Monday, October 09, 2006

Marketing High School Football

Is it just me or has high school football become the new sport to promote and market? Over the last few years we have seen a rise in interest in arena football, poker and the NHL – well, after it came back from a year in hibernation. Each time the sport was promoted and marketing like crazy for a couple of years until it reached a saturation point with audience. High school football is on this track.

At the moment, sports fans can watch Friday Night Lights on NBC, read a weekly two-page scorecard in Sports Illustrated on the top high school teams in the country and now according to BrandWeek, "Toyota will sponsor 45-second vignettes to be broadcast during the NBC Sunday Night Halftime Show that examine the passion for high school football in the U.S."

The article noted:

"Hosted by a pair of 22-year-olds, 'Jon & J.J. Visit the Line of Scrimmage' will debut Sunday with a feature on a team based in Clovis, Calif., and run through the end of the year.

The pair will travel the U.S. to seven high schools, including campuses in Ohio, Georgia, and Texas, in search of football programs that stand out for their passion and, in some cases, oddball traditions
."

From a sports marketing perspective, high school football is still an untapped market at the national level. Over the last year, ESPN has started to show high school games regularly during the season. The sport has passionate fans and boosters supporting their schools, parents of the athletes and football fans in general. If I was a company whose target market were males ages 15-34, I would be sponsoring and advertising like crazy at the national level. The NFL and college football have their "core sponsors" and I bet ESPN is looking to do the same with high school sports.

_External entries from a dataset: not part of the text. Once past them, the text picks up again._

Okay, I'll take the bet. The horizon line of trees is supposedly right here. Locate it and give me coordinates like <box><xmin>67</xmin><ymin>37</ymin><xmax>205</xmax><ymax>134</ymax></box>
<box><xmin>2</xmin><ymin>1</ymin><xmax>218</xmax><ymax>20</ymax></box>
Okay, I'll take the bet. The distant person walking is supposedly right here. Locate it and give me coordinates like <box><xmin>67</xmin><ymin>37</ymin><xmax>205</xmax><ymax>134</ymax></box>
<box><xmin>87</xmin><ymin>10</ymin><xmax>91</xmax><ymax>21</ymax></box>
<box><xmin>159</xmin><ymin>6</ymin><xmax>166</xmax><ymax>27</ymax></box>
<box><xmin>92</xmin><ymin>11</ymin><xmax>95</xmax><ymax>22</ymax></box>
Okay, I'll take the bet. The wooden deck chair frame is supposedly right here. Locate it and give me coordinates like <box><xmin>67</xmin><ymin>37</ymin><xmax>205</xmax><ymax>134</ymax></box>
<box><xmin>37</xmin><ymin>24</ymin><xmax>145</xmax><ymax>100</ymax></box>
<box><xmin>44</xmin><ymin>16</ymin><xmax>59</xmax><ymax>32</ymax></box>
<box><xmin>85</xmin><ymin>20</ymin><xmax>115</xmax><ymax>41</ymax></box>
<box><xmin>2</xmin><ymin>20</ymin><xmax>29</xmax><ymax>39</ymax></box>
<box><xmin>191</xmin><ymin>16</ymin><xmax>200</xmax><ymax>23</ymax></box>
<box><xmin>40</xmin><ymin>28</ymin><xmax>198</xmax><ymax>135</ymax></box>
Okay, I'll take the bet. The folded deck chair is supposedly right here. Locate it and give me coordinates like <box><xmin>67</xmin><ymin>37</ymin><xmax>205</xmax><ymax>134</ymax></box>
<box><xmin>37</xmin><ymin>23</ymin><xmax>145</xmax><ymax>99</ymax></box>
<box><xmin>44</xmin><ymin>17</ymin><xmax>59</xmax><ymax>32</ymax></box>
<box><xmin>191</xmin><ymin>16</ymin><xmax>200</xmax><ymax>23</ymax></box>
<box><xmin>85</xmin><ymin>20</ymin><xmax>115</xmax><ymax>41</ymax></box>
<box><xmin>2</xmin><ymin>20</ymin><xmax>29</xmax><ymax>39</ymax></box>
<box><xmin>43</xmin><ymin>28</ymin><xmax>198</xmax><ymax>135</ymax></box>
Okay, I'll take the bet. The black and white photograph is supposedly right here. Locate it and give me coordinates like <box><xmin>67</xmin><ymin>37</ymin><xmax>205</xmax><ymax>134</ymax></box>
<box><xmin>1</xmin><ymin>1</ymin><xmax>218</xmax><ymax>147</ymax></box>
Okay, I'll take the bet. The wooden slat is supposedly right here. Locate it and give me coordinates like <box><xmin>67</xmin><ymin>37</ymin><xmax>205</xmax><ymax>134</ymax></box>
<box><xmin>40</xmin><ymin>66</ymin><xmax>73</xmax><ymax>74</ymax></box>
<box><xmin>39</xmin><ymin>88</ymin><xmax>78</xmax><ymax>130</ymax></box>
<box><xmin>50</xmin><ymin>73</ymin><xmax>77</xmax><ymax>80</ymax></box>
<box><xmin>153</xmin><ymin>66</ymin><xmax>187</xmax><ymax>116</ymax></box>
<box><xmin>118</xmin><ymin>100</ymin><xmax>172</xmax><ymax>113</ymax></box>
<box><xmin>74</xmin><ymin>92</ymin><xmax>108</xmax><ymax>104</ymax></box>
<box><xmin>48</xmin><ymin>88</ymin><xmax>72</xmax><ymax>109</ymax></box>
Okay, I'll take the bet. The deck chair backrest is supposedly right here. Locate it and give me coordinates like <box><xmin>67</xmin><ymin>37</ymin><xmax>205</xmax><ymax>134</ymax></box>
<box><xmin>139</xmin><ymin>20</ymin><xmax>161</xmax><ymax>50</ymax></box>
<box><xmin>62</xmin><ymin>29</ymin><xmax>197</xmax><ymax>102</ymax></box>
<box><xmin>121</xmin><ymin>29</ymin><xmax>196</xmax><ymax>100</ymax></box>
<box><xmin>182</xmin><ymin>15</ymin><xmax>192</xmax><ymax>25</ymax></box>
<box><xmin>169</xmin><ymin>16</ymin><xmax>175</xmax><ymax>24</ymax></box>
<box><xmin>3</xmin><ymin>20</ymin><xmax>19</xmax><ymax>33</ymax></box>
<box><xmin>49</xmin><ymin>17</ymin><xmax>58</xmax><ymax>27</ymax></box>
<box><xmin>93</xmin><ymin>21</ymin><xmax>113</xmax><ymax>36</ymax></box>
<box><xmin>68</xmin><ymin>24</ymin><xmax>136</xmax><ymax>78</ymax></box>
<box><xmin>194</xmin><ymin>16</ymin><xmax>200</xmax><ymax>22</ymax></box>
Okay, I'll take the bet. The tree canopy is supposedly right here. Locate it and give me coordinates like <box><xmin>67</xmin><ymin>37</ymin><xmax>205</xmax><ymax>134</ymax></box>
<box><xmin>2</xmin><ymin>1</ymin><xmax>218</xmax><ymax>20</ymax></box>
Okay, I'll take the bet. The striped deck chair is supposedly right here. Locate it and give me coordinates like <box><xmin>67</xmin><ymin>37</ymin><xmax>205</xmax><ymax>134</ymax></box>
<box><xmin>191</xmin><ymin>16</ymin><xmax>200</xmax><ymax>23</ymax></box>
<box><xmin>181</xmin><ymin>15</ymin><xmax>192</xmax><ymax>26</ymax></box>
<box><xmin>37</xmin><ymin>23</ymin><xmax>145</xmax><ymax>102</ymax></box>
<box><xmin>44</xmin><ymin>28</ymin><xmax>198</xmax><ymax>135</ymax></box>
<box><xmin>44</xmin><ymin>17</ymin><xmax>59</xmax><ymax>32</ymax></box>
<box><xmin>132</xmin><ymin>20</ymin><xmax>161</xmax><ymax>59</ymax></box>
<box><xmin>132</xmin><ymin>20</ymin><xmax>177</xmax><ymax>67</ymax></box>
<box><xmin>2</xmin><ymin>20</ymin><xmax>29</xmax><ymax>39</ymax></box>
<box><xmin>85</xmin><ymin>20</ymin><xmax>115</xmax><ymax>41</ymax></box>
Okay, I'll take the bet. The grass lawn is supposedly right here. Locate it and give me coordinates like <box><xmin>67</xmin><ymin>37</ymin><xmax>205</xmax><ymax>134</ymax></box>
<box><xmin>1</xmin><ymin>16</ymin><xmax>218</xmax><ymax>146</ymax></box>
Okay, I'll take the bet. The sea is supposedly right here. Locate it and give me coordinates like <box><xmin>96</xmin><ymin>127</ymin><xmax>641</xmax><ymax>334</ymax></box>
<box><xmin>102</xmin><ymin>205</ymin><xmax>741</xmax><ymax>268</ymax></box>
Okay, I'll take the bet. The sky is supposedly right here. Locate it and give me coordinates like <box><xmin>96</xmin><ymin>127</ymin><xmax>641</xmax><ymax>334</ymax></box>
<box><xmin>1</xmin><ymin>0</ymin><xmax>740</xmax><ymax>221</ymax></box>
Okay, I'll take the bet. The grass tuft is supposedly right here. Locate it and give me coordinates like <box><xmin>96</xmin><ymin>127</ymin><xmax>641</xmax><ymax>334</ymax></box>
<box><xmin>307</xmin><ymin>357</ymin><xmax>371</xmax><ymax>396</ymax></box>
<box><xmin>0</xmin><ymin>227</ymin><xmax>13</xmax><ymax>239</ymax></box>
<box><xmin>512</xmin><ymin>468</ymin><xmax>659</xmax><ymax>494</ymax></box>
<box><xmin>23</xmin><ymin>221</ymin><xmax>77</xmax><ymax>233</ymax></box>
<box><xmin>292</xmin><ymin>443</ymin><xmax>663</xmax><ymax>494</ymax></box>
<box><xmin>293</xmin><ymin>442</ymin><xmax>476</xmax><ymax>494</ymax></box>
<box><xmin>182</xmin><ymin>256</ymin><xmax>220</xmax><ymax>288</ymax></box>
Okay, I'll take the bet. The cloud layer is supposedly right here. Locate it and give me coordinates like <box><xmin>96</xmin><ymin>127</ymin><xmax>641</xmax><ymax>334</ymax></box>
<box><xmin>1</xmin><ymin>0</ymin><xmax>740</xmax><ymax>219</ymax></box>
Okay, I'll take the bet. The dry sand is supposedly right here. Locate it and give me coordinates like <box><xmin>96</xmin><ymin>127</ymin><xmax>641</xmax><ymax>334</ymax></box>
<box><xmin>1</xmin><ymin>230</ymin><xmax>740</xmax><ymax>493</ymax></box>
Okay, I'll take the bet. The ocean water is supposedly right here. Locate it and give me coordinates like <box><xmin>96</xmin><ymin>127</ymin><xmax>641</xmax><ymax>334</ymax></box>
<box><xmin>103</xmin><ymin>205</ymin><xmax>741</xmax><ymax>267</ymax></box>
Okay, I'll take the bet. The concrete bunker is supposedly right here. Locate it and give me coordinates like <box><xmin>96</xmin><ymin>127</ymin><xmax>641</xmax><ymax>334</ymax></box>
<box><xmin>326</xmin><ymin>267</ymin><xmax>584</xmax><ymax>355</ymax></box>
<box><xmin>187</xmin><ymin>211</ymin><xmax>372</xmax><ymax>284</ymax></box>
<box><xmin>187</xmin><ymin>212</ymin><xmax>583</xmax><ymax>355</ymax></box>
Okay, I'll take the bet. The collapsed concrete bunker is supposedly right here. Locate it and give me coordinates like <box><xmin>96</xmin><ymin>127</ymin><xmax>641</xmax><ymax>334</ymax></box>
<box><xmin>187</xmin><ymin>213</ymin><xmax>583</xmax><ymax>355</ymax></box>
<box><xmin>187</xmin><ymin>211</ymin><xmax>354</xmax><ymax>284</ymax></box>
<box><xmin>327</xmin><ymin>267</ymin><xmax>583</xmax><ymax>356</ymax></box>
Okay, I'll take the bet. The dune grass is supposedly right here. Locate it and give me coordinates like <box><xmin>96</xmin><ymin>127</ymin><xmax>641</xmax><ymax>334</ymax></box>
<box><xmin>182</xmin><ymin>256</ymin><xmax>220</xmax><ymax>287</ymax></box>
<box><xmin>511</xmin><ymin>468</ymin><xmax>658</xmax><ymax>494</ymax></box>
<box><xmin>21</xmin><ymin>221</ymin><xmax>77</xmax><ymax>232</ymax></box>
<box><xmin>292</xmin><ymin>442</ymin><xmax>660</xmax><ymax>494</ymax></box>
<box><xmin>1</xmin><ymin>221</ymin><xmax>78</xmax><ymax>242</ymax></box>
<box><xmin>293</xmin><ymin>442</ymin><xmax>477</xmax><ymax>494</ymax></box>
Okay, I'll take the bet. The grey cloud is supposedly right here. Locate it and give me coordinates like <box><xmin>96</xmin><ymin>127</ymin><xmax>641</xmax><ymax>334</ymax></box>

I just wonder though if people are putting to much pressure on these kids. Let them have fun until they get to college and football becomes their 9 to 5 job. I assume most of you have heard the story of Hoover, Ala., who was the number one high team in the country until they lost last weekend. This team receives so much money from boosters that they put the team in a hotel before home games? Are you kidding me? What for? The teams are not driving a lot of revenue to the school, just to football. They shouldn't (but are) be recruiting kids from other districts or states to play on the team. How much national exposure do they really need?

People continue to look for the next "great athlete" and maybe I'm old fashion, but marketing high school football seems a little much.